Friday, March 18, 2016

An under-appreciated method for partitioning data into training and test

Perhaps one of the most under-appreciated tools in ArcGIS is subset features. While there are numerous examples of how to generate random points, which can then be sorted and used to generate fields for subsetting your data why not just do it directly? The subset features tool in the Geostatistical Analyst toolbox does this. Another alternative to check out is the Marine Geospatial Ecology Tools. MGET has numerous tools for doing modeling and is a great resource for quickly running models and bring the results back into ArcMap for display.

Wednesday, February 24, 2016

Joys and tribulations of the mosaic dataset

Recently I've been really enjoying some of the benefits that the new mosaic dataset file format in ArcGIS has to offer.  For starters I usually work with large imagery collections that are too large to mosaic into a single file.  The ability to seamlessly and virtually mosaic imagery has been refreshing, and I've been satisfied with performance.  I'm also enthralled with Google Earth Engine and other cloud-based processing options, but sometimes it is nice to be able to have the data on-hand and useable within desktop GIS.

For all of the advantages of mosaic datasets there are a handful of disadvantages that are not well advertised by Esri.  We recently have encountered the message "Distributing mosaic dataset operation across four parallel instances on specified host" followed by the dreaded 99999 error.  It didn't take too long to figure out that the large raster tiles (>500 Mb) couldn't be processed on a computer with 8 Gb RAM.  When trying it on a computer with 32 Gb RAM the problem was miraculously resolved.  Lesson learned: if you are going to be building mosaic datasets do it on a computer with lots of RAM or else use many small tiles.

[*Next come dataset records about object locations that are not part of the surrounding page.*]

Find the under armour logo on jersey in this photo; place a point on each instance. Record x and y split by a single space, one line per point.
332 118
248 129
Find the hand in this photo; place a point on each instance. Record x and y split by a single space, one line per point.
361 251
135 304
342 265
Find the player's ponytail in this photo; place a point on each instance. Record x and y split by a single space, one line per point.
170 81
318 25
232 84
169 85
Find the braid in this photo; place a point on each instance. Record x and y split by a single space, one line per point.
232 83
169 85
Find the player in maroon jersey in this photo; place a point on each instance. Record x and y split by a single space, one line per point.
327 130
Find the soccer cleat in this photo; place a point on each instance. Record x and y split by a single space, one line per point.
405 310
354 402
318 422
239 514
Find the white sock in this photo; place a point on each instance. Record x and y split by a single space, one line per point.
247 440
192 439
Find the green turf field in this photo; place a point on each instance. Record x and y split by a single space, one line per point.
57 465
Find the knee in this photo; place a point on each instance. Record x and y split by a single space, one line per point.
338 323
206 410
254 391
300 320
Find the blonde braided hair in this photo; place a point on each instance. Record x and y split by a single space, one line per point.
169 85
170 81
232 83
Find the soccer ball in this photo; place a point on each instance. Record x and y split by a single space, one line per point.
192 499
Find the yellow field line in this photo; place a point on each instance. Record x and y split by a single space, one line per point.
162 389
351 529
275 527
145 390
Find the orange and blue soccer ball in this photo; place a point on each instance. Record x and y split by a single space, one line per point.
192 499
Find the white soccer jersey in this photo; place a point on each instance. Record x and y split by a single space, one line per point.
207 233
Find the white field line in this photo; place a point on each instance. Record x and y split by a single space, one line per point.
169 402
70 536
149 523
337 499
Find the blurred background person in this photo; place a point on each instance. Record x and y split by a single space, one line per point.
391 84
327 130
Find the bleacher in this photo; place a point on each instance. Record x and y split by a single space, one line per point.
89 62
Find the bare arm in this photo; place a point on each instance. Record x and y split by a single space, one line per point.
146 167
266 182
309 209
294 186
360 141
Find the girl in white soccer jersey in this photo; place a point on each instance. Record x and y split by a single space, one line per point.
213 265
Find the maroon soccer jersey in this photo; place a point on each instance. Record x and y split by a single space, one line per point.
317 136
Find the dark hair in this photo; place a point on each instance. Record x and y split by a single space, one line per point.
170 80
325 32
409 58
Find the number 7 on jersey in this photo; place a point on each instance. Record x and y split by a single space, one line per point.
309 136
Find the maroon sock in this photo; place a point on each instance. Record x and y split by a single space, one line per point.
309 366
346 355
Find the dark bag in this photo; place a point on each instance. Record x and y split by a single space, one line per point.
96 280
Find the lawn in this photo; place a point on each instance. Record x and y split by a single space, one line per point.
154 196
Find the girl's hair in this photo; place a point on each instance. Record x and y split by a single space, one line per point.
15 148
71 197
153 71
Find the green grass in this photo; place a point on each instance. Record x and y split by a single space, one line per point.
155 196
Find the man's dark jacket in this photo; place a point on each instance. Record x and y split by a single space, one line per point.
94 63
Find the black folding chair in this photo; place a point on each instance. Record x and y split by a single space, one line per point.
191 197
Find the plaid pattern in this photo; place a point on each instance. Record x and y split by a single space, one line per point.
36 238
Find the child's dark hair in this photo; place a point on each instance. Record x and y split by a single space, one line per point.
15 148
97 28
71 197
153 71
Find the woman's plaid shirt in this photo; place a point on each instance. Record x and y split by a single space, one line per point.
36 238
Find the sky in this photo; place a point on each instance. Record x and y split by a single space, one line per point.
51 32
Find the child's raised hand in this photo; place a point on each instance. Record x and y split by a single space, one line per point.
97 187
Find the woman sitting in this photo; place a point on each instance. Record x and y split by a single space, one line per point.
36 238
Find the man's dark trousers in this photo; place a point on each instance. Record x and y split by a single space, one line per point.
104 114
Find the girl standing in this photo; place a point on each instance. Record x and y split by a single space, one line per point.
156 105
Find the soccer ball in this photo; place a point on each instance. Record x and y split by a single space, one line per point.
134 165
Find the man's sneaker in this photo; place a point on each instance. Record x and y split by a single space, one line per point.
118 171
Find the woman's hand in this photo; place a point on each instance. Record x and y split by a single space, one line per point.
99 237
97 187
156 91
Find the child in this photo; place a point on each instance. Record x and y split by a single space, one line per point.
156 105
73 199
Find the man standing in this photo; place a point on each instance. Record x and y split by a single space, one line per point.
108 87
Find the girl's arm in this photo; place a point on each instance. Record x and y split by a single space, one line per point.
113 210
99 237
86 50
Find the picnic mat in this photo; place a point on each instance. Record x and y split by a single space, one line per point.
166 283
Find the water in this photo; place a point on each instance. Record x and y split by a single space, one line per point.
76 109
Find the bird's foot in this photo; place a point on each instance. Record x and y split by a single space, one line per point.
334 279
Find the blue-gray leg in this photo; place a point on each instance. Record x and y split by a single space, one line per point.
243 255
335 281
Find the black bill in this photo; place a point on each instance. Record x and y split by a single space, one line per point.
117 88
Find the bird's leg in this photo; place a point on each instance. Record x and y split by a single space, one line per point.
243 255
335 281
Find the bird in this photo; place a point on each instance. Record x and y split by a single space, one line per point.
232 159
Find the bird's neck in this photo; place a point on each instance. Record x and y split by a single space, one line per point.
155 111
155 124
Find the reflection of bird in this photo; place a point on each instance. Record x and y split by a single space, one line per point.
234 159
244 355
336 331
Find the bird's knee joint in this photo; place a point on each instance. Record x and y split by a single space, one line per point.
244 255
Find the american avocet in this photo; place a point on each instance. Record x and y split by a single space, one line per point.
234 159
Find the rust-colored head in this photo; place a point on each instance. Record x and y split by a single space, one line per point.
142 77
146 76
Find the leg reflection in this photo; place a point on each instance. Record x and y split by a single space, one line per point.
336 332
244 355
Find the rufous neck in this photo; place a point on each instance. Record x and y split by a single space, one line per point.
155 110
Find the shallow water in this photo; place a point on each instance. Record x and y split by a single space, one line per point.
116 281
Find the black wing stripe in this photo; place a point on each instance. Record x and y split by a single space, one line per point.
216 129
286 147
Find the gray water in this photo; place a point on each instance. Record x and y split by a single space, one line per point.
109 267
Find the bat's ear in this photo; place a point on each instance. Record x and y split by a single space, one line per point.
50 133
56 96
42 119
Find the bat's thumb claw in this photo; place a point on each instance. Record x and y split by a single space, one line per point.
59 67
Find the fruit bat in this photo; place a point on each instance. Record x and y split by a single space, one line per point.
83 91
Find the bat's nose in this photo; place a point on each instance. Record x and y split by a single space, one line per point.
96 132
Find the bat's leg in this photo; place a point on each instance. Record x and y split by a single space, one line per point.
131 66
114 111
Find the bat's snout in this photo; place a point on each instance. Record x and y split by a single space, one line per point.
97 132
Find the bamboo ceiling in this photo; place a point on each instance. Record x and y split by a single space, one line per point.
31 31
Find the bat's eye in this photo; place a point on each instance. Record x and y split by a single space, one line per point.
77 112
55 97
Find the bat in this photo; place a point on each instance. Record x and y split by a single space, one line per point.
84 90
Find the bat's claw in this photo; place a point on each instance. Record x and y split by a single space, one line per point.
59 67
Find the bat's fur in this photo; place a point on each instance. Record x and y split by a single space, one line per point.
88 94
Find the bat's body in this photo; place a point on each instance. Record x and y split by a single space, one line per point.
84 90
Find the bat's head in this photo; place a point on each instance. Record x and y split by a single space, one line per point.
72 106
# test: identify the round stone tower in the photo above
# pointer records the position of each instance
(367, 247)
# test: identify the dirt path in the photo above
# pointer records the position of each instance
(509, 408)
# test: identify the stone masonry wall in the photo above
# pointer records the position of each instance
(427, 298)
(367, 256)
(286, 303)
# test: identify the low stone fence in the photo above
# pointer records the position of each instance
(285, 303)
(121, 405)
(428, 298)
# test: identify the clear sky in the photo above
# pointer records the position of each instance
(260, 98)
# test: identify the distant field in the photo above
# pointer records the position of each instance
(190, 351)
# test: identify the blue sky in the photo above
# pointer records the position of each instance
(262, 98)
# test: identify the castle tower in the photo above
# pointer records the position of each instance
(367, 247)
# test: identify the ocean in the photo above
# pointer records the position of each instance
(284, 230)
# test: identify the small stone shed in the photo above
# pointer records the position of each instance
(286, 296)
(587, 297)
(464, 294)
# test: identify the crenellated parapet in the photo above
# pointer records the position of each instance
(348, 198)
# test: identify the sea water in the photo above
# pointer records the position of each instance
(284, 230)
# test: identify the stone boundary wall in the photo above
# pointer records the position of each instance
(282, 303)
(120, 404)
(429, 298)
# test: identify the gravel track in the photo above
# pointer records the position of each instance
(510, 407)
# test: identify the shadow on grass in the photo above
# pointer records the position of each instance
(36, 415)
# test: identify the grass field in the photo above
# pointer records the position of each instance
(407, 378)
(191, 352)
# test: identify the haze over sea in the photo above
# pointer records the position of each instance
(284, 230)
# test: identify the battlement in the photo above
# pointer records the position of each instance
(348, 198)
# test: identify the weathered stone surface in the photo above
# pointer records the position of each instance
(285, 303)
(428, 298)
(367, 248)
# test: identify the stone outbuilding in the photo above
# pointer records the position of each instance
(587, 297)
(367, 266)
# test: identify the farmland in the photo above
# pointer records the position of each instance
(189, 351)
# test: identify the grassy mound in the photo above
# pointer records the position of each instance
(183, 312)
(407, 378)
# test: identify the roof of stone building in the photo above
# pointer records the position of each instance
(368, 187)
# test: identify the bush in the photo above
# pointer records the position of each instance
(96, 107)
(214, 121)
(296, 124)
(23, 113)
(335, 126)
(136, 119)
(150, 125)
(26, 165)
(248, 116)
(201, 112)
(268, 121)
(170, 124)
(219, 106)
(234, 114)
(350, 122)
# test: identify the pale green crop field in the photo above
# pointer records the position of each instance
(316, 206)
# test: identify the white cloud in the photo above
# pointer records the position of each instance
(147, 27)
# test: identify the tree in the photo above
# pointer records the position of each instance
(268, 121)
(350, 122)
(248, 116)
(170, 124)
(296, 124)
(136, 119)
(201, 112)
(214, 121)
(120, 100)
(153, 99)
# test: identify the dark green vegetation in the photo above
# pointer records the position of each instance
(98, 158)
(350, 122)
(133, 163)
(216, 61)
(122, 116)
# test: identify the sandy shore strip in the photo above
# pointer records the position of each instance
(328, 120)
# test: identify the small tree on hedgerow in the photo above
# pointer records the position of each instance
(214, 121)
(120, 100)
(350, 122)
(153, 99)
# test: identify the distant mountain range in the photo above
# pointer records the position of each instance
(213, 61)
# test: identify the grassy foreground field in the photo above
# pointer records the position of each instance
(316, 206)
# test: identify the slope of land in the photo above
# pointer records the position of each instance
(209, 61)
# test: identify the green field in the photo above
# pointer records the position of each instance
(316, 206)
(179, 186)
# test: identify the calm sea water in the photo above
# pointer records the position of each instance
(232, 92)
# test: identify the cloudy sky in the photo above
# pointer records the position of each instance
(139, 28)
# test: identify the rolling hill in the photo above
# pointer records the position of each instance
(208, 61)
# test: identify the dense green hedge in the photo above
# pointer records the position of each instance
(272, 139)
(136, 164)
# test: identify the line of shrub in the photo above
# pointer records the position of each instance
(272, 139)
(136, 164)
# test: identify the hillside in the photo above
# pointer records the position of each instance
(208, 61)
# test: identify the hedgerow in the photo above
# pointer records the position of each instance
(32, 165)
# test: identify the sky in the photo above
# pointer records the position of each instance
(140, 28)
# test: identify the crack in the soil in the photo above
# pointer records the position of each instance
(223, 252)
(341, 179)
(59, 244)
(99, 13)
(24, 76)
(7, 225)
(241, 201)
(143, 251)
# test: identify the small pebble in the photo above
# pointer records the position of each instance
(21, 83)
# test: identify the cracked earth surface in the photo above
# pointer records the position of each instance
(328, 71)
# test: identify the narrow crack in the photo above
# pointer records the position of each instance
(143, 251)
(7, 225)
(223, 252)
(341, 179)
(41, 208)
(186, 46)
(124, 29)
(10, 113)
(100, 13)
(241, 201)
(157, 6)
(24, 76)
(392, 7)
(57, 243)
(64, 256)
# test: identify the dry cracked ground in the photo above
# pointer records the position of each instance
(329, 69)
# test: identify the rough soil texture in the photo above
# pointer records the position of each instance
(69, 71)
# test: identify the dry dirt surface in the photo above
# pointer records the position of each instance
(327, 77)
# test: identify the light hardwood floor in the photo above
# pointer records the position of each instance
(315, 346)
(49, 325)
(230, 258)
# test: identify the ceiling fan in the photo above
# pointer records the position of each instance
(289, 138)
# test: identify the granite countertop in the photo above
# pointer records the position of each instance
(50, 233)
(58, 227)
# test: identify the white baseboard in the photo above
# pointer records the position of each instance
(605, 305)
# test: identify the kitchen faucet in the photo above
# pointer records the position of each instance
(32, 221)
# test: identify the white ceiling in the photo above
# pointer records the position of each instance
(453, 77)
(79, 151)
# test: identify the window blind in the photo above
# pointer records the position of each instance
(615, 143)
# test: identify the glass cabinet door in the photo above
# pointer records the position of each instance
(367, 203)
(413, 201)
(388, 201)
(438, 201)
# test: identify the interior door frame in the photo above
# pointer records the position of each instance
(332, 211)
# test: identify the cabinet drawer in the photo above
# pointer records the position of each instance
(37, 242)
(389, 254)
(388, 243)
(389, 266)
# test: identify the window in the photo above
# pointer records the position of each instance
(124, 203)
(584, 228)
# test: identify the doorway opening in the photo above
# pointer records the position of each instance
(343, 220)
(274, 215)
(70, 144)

Our other discovery is the need for full path names.  Drive letters are almost never a problem for regular geoprocessing, but when it comes to being able to view the mosaic dataset across different computers with different mapped drive letters it becomes imperative!

Friday, February 12, 2016

New tool - Create Sampling Grid from Points for ArcGIS v. 1.0


With the advent of high-precision GPS spatially-explicit sampling designs have taken on an increasing importance in ecology and natural resource management. Spatially-explicit sampling regimes are useful for understanding processes such as attraction and repulsion that can be described using point pattern processes. This tool also opens up the possibility of random sampling within a larger grid. For example, users may want to collect field data to scale up to Landsat or MODIS pixels. It may be infeasible to collect data for an entire pixel, so some random sampling of the pixel may be necessary. Similarly there may be vegetation polygons or agricultural fields that the researcher wishes to sample in a random or a systematic manner. Finally, even if the researcher wishes to sample the entire grid having the ability to load center points or corner points onto a GPS and navigate to them may expedite field sampling. The creation of this tool was inspired by the needs of a current ongoing pygmy rabbit research project here in Nevada, Oregon, and Idaho.


This tool allows for the creation of polygons and centroids of polygons based on known points. The known points can be random locations, centroids of features of interest (e.g. polygons of agricultural fields or vegetation polygons), or regular gridded points across a landscape. This tool differs from existing tools, such as the Fishnet tools in ArcGIS, because it does not create a single grid for the entire landscape, but rather creates a local grid centered on each point in the input shapefile. It uses the following formula to achieve this:
(-1*(d/2) - 0.5) + i where d is the dimensions parameter and i is the iteration number. The two images below illustrate a grid with an even number of dimensions (6 on the left) and one with an odd number of dimensions (7 on the right). Both sampling grids are centered on points provided by the user, but the the one on the left has the original point (green) falling on a grid corner. The one on the right has the original point (provided by the user, in green) falling in the center of an individual grid tile.  The maroon points were created using the 'Feature Vertices to Points' tool, a standard ArcGIS tool with the advanced license.